それが彼なりの気遣いだと、もう分かっている。
「治癒班の報告は?」
「大きな問題はないわ。ただ……」
言いかけて、言葉を止めた。
“ただ”の先にあるのは、説明できない違和感だ。
数字にも報告書にもならない、感覚の話。
アシェルは促さない。
待つ人だ。
「……ルシアンが」
名前を出した瞬間、アシェルの視線がわずかに鋭くなった。
「昨日、判断が早すぎたわ。正しかったけれど……身体が、追いついていない」
「……見ていた」
短い返答だった。
「あの場面で前に出る判断をしたのは、見習いとしては異例だ。だが――」
「――“慣れてしまう”判断でもあった」
二人の言葉が、同じところで重なった。
沈黙が落ちる。
アシェルは窓の外を一度だけ見た。
「俺は、彼を褒めた。青年として、だ」
「それが間違いだとは、思いません」
即答だった。
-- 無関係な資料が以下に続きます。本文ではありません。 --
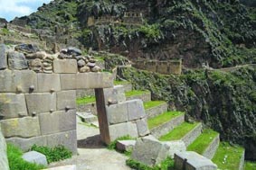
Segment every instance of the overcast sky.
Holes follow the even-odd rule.
[[[0,0],[0,18],[5,18],[8,22],[15,16],[21,17],[36,12],[43,3],[48,4],[52,0]]]

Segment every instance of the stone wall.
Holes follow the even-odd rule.
[[[181,75],[182,73],[182,60],[144,60],[139,59],[133,61],[135,67],[137,69],[144,69],[147,71],[156,72],[164,75]]]
[[[76,153],[76,90],[111,87],[113,78],[109,73],[82,73],[82,58],[75,51],[60,59],[0,45],[0,126],[7,142],[24,150],[33,144],[64,145]]]

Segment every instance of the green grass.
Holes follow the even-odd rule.
[[[256,162],[246,161],[244,165],[244,170],[255,170],[256,169]]]
[[[130,97],[130,96],[141,95],[141,94],[150,94],[150,92],[149,91],[143,91],[143,90],[132,90],[132,91],[129,91],[129,92],[126,92],[126,96]]]
[[[82,98],[78,98],[76,100],[77,104],[87,104],[87,103],[93,103],[96,102],[95,96],[87,96]]]
[[[213,162],[218,166],[219,169],[238,169],[243,151],[244,148],[241,147],[233,147],[228,143],[221,142],[215,156],[213,158]]]
[[[160,114],[155,118],[151,118],[147,120],[147,125],[149,130],[152,130],[153,128],[156,128],[161,124],[164,124],[167,121],[169,121],[171,119],[180,116],[184,114],[184,112],[164,112],[163,114]]]
[[[43,166],[32,164],[24,161],[23,152],[17,147],[7,144],[7,157],[10,170],[40,170],[45,168]]]
[[[186,149],[202,155],[217,135],[218,132],[213,130],[204,130],[203,133]]]
[[[159,139],[162,141],[181,139],[185,134],[187,134],[191,130],[193,130],[198,124],[199,123],[184,122],[180,126],[175,128],[169,133],[160,137]]]
[[[115,80],[115,81],[114,81],[114,85],[128,85],[128,84],[130,84],[130,83],[128,82],[128,81],[119,81],[119,80]]]
[[[64,148],[63,146],[48,148],[33,145],[31,150],[34,150],[45,155],[48,164],[67,159],[72,157],[72,152]]]
[[[166,103],[165,101],[149,101],[149,102],[146,102],[144,103],[144,109],[150,109],[158,105],[161,105],[163,103]]]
リヴィア自身、そう思っている。
それでも胸が重いのは……褒めることで、彼を一段前へ押し出してしまった気がするからだ。
「ただ……」
リヴィアは小さく息を吸った。
「あの子は、“戻る場所”を考えない判断をし始めているわ」
「……」
アシェルは何も言わなかった。
否定もしない。
──それが、答えだった。
遠くで鐘が鳴る。
夜明けを告げる音だ。
「少し、休め」
アシェルはそう言って立ち去ろうとしたが、扉の前で一度だけ足を止めた。
「リヴィア」
「はい」
「君もだ。自分の限界を……見誤るな」
その言葉は、命令でも忠告でもなかった。
ほとんど、祈りに近い。
彼が去ったあと、治癒棟は再び静寂に包まれる。
リヴィアは椅子に腰を下ろし、そっと目を閉じた。
まぶたの裏に浮かぶのは、昨日の光。
治癒の青が、一瞬だけ白に近づいたあの感覚。
(……気のせい、よね)
そう言い聞かせる。
けれど、心のどこかで知っている。
気のせいで済むなら、治癒士は皆、長生きしている。
外で風が吹き、砦の旗が鳴った。
それは始まりの合図ではない。
だが、確かに――もう、何かが動き始めている音だった。